Mit Schreiben vom 26.12.2006 übersandte die Mutter des Klägers dem Beklagten die Verlängerung ihrer eigenen Aufenthaltserlaubnis (nach § 25 Abs. 5 AufenthG) nebst einer bis zum 28.02.2007 gültigen Fiktionsbescheinigung betreffend den Kläger. Mit Bescheiden vom 25.01.2007 bewilligte der Beklagte weiter Leistungen für Januar und Februar 2007. Dem Bescheid beigefügt war eine Bescheinigung zur Vorlage bei der GEZ, wonach die Leistungen bis zum 27.11.2007 bewilligt waren. Mit späteren Bescheiden (vom 06.02.2007 für März 2007 und vom 22.06.2007 für Juli 2007) nahm der Beklagte der Höhe nach Korrekturen vor.
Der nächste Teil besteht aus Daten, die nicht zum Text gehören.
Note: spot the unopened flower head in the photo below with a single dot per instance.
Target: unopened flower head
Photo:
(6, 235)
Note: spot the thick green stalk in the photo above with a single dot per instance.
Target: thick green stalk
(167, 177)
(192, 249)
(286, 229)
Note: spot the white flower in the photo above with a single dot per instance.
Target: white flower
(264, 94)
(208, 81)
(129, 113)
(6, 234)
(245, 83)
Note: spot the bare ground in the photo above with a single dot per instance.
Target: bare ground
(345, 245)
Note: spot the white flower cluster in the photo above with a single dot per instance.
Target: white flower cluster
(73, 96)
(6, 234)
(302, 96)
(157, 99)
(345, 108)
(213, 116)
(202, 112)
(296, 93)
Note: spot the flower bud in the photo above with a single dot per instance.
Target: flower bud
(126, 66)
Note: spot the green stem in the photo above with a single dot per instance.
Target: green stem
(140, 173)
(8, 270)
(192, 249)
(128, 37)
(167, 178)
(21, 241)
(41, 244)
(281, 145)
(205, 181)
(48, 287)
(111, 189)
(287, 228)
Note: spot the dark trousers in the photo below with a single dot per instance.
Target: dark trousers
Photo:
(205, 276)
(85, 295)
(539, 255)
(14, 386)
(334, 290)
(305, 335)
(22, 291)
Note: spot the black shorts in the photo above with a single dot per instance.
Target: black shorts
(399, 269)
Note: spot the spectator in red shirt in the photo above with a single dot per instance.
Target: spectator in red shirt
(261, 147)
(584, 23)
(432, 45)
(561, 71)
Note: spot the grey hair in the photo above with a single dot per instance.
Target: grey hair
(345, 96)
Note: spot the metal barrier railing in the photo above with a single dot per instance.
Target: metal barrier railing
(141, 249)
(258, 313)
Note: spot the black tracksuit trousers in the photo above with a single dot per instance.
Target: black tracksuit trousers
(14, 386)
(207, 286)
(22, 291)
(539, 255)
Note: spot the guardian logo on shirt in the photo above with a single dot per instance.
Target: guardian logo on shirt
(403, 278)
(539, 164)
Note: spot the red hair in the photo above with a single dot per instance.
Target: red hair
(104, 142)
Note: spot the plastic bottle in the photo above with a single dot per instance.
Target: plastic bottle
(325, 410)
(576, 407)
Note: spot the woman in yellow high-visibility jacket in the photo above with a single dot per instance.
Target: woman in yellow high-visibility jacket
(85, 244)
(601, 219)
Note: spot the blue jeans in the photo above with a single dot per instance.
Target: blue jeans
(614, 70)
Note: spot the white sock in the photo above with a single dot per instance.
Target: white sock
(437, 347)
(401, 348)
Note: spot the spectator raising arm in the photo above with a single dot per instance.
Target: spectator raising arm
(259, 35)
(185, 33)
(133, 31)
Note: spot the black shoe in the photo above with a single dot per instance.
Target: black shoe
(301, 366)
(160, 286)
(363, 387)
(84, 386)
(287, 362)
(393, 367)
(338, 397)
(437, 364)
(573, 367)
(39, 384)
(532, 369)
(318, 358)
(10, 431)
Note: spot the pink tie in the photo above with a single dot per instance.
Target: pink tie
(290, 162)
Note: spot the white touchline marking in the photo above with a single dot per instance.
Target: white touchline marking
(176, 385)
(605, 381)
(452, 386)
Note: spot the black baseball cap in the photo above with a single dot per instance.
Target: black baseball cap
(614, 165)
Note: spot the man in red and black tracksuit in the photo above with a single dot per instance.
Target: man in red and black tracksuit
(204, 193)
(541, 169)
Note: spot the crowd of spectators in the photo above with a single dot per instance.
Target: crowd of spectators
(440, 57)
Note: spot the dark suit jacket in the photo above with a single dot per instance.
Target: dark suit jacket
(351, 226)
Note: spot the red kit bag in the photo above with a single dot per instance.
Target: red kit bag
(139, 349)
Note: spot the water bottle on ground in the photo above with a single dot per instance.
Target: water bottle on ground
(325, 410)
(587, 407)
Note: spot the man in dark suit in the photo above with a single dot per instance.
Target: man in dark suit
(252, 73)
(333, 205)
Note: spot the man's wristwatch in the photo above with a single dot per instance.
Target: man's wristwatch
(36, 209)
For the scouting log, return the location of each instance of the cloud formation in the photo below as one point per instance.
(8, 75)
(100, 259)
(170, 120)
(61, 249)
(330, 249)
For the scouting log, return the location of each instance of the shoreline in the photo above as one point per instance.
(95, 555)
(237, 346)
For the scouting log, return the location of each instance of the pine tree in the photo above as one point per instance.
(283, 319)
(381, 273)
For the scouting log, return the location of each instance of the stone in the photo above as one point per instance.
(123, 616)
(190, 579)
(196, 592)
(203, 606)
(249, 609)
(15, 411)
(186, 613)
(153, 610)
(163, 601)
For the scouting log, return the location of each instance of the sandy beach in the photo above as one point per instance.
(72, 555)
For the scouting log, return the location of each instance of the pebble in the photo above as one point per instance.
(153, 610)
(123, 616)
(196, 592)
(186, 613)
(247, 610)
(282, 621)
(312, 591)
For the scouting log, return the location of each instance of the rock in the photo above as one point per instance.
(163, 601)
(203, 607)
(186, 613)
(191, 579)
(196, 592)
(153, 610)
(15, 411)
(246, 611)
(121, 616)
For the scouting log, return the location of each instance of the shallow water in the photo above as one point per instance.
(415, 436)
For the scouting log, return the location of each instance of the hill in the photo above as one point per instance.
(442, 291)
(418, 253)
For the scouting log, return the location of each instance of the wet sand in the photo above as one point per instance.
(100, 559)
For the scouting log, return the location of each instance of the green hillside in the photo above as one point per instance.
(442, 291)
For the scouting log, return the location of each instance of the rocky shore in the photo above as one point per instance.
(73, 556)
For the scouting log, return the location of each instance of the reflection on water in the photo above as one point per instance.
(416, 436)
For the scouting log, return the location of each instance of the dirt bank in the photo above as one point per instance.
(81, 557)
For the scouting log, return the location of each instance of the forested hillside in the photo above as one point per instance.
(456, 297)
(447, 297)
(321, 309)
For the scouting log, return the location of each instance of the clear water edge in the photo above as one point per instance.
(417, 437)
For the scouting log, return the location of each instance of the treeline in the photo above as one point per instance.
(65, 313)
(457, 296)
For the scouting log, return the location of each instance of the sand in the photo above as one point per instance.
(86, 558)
Nachdem die Mutter des Klägers im Rahmen einer Vorsprache beim Beklagten die dem Kläger am 15.01.2007 erteilte Niederlassungserlaubnis vorgelegt hatte, stellte der Beklagte mit Bescheid vom 17.10.2007 die Leistungen ab November 2007 mit der Begründung ein, der Kläger sei ab Erteilung der Niederlassungserlaubnis nach dem SGB XII leistungsberechtigt gewesen. Einen Antrag des Klägers auf Leistungen der Grundsicherung für Arbeitsuchende lehnte der Beklagte mit Bescheid vom 07.11.2007 mit der Begründung ab, die Hilfebedürftigkeit könne vorrangig durch Wohngeld behoben werden.
Bereits mit Schreiben vom 17.10.2007 hatte der Beklagte außerdem mitgeteilt, er beabsichtige, die seit dem 01.02.2007 (Beginn des Monats nach Erteilung der Niederlassungserlaubnis) gewährten Leistungen nach dem AsylbLG zurückzufordern. Die Überzahlung habe der Kläger auch zu vertreten, da er seiner Pflicht, Änderungen im Aufenthaltsstatus unverzüglich mitzuteilen, nicht nachgekommen sei. Der Kläger wandte ein, sein vorheriger Aufenthaltsstatus sei bis Januar 2007 befristet gewesen, so dass der Beklagte eine anstehende Veränderung bereits damals habe erkennen können.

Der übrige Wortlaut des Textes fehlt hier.